TLDR A 65-year-old man with sudden abdominal pain and seizures was diagnosed with a rare, non-traumatic splenic rupture and treated without surgery.
A 65-year-old man presented to the emergency department with sudden-onset left-sided abdominal pain and seizure-like episodes. He had a history of various non-cancerous conditions and was taking multiple medications.
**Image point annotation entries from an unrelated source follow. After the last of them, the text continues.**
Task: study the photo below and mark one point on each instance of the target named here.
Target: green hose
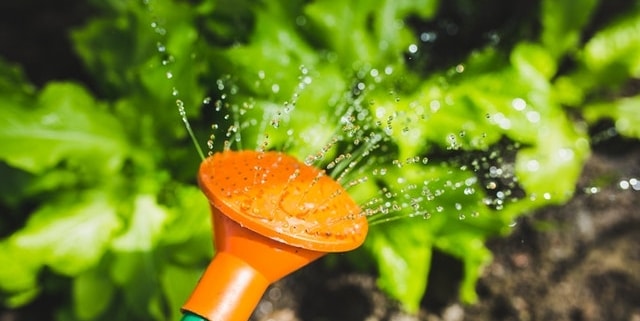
(192, 317)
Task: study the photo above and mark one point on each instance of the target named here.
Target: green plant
(98, 187)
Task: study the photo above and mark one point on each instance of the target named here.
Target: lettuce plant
(98, 186)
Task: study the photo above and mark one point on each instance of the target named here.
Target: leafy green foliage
(99, 185)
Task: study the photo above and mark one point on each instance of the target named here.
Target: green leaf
(563, 21)
(177, 284)
(146, 226)
(625, 112)
(66, 124)
(403, 250)
(613, 53)
(69, 235)
(18, 275)
(92, 294)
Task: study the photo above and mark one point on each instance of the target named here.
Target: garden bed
(579, 261)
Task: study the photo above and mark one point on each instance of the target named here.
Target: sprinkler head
(272, 215)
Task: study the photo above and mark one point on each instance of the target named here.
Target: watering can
(272, 215)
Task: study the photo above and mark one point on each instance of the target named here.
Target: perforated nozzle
(272, 215)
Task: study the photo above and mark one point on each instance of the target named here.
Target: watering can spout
(245, 264)
(272, 215)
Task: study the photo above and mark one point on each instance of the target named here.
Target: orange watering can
(272, 215)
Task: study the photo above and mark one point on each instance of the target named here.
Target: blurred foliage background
(481, 112)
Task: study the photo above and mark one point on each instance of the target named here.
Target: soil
(577, 262)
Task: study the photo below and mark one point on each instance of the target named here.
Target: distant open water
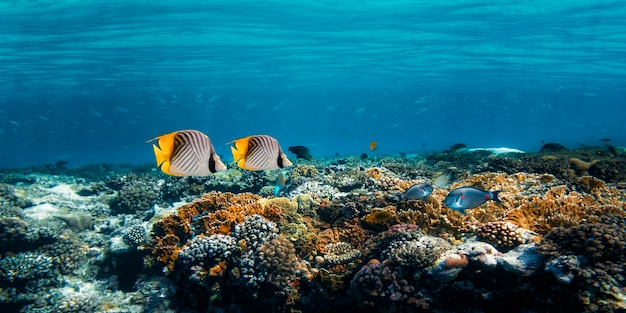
(91, 81)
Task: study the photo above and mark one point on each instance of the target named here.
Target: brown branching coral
(430, 215)
(500, 234)
(597, 242)
(213, 213)
(561, 207)
(303, 170)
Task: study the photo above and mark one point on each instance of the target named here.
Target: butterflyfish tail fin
(163, 150)
(239, 150)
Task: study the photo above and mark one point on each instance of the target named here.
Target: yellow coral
(380, 216)
(304, 170)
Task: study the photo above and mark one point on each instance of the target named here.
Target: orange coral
(562, 207)
(213, 213)
(380, 216)
(374, 172)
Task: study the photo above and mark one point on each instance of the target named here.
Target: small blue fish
(443, 179)
(469, 197)
(417, 192)
(283, 181)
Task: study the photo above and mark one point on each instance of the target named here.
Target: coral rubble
(115, 239)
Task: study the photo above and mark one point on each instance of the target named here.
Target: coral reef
(120, 239)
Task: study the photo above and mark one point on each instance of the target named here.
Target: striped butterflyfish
(259, 152)
(186, 153)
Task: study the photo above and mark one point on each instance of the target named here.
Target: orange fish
(186, 153)
(373, 145)
(259, 152)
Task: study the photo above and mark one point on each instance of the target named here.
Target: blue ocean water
(91, 81)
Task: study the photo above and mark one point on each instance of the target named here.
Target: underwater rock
(301, 152)
(44, 211)
(552, 147)
(77, 221)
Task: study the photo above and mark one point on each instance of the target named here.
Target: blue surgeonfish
(283, 181)
(443, 179)
(469, 197)
(417, 192)
(186, 153)
(259, 152)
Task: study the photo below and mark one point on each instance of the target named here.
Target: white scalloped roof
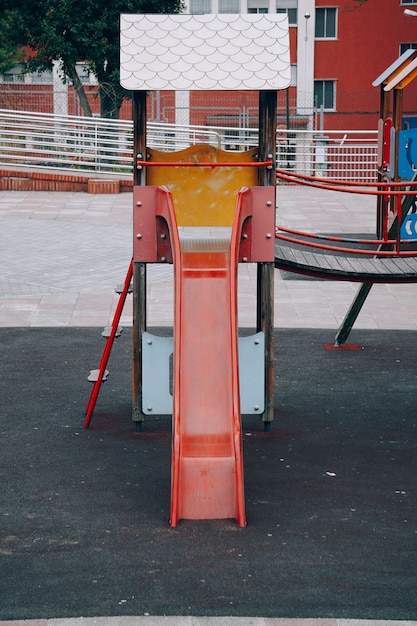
(204, 52)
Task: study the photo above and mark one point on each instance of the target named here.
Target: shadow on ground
(330, 491)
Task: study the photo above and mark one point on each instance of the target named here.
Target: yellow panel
(203, 196)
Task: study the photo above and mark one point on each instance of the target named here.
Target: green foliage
(76, 30)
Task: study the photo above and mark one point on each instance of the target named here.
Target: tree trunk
(82, 96)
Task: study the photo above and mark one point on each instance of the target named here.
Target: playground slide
(207, 468)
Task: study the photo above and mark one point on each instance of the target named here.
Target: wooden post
(265, 271)
(139, 269)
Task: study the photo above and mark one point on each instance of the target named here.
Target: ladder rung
(93, 376)
(107, 331)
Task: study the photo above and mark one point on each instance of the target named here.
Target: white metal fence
(102, 146)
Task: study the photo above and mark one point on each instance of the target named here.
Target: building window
(326, 23)
(292, 15)
(229, 6)
(407, 46)
(198, 7)
(325, 94)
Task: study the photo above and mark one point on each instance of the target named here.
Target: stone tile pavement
(62, 254)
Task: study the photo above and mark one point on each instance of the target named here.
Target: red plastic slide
(207, 469)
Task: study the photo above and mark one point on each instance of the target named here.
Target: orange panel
(203, 196)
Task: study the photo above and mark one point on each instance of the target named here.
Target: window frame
(326, 11)
(323, 82)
His vital signs were stable, and physical examination revealed tenderness in the left upper quadrant of the abdomen. Laboratory findings were mostly within normal ranges, but a CT scan showed a large hematoma in the spleen with subcapsular and perisplenic components, suggesting atraumatic splenic rupture (ASR). He was diagnosed with ASR and managed conservatively with close observation and later referred for potential underlying solid tumor metastasis-related rupture. ASR is a rare and potentially life-threatening condition that can be idiopathic or pathologic, with neoplasms and infections being common causes. It often presents with abdominal pain, tachycardia, and hypotension, and is usually diagnosed with a CT scan. While most cases are treated surgically, this patient was treated conservatively and referred for further follow-up. The document emphasizes the importance of considering ASR in the differential diagnosis for patients presenting with acute abdominal pain without trauma.